That we know of, no church gave Paul more trouble than the one at Corinth. Largely, this was because of its worldliness. Though Paul had brought the gospel to them and established the congregation there, and though they owed their relationship to Christ to Paul, many in the congregation regarded him as unworthy of either their support or cooperation. He didn’t fit their image of “success.”
It boggled Paul’s mind.
The modern response would have been to write them off as a group, cut out the members who were still loyal to Paul, and establish another “faithful” congregation across town.
It is not how Jesus would have done it, and it is not how Paul did it. No matter how they acted, the Corinthians were God’s people and the Spirit of God dwelt in them. Jesus suffered for them. Following Jesus’ example, Paul could do no less.
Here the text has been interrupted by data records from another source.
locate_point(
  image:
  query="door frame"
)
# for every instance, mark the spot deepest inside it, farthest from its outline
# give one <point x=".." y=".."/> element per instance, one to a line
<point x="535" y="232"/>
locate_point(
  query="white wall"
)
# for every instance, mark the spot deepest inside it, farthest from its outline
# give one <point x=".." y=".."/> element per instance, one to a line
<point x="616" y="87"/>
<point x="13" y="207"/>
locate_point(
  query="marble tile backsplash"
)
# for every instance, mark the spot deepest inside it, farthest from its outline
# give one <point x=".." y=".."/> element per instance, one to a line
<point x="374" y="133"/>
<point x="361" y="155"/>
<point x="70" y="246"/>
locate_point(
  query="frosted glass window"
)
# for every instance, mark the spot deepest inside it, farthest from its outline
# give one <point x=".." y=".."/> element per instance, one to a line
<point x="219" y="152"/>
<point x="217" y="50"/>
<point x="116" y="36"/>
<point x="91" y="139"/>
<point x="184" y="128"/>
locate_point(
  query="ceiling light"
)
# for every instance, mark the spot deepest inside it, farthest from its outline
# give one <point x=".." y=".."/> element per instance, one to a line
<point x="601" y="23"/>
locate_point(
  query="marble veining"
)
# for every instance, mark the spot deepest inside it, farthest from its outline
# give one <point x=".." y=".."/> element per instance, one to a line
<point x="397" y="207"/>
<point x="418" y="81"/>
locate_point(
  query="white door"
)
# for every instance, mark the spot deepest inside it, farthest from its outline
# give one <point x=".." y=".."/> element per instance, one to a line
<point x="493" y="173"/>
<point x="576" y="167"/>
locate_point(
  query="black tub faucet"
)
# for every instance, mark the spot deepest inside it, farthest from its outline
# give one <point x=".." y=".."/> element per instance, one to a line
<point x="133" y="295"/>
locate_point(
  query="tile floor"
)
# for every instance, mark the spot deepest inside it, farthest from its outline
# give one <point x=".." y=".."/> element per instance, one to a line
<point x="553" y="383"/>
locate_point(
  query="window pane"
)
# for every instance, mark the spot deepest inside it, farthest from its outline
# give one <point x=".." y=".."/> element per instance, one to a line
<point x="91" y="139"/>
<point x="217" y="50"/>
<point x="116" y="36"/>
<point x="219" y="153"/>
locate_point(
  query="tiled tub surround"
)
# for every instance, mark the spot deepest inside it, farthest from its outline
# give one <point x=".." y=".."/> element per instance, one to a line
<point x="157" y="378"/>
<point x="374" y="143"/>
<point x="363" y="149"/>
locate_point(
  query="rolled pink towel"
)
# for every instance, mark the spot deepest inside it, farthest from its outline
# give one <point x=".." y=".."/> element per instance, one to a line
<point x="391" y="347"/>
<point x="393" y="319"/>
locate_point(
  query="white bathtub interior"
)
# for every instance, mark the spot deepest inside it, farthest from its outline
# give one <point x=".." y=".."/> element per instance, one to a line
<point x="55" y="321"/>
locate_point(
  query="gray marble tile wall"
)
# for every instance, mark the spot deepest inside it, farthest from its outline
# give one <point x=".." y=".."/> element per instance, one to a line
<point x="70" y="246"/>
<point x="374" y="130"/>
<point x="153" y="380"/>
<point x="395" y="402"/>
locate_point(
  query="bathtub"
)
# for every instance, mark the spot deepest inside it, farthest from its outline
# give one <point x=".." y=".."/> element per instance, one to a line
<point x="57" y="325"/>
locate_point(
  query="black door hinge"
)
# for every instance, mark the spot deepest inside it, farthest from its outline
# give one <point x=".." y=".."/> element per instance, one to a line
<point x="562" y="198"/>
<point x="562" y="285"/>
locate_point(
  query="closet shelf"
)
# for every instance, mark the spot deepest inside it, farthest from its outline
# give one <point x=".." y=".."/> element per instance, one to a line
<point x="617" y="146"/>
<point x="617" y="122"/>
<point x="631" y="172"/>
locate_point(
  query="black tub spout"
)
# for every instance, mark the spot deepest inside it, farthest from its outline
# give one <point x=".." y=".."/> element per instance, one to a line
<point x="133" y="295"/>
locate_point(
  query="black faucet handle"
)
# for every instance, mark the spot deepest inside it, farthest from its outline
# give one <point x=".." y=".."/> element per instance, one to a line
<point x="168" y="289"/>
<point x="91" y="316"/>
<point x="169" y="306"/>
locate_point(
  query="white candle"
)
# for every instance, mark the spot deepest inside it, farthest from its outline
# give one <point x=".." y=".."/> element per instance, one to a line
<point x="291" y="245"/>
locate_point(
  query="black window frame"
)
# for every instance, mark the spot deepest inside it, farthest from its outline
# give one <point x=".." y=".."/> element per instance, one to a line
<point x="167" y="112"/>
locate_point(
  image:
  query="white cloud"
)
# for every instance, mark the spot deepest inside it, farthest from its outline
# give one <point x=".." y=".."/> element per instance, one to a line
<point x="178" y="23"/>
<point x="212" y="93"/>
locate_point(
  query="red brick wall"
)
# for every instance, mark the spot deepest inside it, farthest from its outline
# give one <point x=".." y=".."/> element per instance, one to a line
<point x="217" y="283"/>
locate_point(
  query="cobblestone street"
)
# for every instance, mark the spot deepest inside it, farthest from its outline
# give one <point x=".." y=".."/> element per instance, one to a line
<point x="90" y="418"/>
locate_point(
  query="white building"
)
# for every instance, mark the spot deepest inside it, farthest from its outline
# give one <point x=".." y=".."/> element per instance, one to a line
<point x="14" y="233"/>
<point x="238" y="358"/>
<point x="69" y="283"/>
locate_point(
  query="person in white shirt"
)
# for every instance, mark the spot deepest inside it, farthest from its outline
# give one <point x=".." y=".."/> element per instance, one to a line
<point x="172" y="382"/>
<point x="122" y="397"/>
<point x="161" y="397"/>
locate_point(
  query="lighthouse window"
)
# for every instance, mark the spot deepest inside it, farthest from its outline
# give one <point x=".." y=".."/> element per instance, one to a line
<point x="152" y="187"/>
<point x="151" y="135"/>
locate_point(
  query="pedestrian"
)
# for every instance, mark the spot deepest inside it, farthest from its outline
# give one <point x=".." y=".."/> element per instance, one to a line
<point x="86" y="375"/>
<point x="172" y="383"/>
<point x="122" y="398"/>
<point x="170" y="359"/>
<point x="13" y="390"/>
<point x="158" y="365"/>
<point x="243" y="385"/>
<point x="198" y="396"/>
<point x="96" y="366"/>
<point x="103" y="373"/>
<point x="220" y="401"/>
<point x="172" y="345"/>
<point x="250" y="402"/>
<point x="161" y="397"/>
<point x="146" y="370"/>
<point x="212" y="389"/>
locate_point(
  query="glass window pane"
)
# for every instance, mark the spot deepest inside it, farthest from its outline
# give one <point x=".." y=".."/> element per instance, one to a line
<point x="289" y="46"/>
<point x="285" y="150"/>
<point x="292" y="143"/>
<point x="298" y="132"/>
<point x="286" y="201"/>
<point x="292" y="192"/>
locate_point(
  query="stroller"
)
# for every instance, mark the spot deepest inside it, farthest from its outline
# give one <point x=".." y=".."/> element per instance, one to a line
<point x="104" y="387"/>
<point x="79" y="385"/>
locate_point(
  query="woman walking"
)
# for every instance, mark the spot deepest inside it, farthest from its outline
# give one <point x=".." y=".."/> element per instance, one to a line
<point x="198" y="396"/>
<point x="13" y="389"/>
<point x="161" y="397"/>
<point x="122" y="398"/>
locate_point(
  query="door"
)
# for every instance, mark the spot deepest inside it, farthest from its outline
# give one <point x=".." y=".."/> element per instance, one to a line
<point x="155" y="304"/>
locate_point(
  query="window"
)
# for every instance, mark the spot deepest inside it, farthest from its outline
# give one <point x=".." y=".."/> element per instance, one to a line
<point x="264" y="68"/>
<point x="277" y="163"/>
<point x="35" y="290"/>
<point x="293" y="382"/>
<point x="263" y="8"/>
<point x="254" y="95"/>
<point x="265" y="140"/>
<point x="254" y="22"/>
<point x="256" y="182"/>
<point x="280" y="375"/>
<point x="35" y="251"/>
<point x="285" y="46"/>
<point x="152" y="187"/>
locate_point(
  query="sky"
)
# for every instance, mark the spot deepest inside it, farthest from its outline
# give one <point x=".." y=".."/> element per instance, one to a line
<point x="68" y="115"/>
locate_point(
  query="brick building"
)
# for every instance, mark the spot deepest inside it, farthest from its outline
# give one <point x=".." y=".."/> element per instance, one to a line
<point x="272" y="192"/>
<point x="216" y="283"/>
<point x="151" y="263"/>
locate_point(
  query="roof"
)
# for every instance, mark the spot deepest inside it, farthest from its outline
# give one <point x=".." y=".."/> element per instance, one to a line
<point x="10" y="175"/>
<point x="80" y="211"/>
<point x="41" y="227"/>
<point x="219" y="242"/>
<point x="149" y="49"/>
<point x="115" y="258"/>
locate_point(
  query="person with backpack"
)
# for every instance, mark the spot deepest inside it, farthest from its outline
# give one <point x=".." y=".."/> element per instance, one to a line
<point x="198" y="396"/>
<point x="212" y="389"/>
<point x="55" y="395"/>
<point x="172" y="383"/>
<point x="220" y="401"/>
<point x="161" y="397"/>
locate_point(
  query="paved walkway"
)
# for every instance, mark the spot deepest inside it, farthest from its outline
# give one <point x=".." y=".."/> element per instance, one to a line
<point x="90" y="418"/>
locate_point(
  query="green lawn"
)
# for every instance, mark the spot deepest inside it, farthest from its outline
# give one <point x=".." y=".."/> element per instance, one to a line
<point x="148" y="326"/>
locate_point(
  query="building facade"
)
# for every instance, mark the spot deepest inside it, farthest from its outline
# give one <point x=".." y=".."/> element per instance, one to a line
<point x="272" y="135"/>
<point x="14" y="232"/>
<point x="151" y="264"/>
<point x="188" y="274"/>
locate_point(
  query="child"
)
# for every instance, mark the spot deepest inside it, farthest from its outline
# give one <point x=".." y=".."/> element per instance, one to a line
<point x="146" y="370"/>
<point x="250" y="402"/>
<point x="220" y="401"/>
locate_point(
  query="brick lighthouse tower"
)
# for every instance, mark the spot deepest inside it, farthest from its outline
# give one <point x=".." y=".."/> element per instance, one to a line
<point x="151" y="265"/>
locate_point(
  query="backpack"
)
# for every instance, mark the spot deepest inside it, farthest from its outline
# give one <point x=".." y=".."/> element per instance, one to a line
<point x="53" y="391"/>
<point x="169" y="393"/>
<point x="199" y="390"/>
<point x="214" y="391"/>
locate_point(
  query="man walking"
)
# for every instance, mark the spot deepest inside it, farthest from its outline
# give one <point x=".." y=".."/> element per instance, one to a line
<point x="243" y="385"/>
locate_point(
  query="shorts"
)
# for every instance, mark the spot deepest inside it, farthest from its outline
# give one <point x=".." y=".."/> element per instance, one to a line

At the end of chapter two, he introduces a figure he will return to twice more in this book: that of the suffering servant. He pictures Jesus as a successful Roman general, triumphing over his enemies. His triumph results in others’ loss. They become his captives. Some will see it as the dawn of a new and better day. Others will see it as the death of hope. But all are his captives.
These Corinthian Christians, focused on worldly success, are also Christ’s captives. They can see themselves as they see Paul, or they can see themselves as Paul sees himself. Either way, they are still Christ’s captives.
How do you see yourself as Christ’s captive? It will largely determine how you respond to Jesus: either with joy and service . . . or regret and disobedience.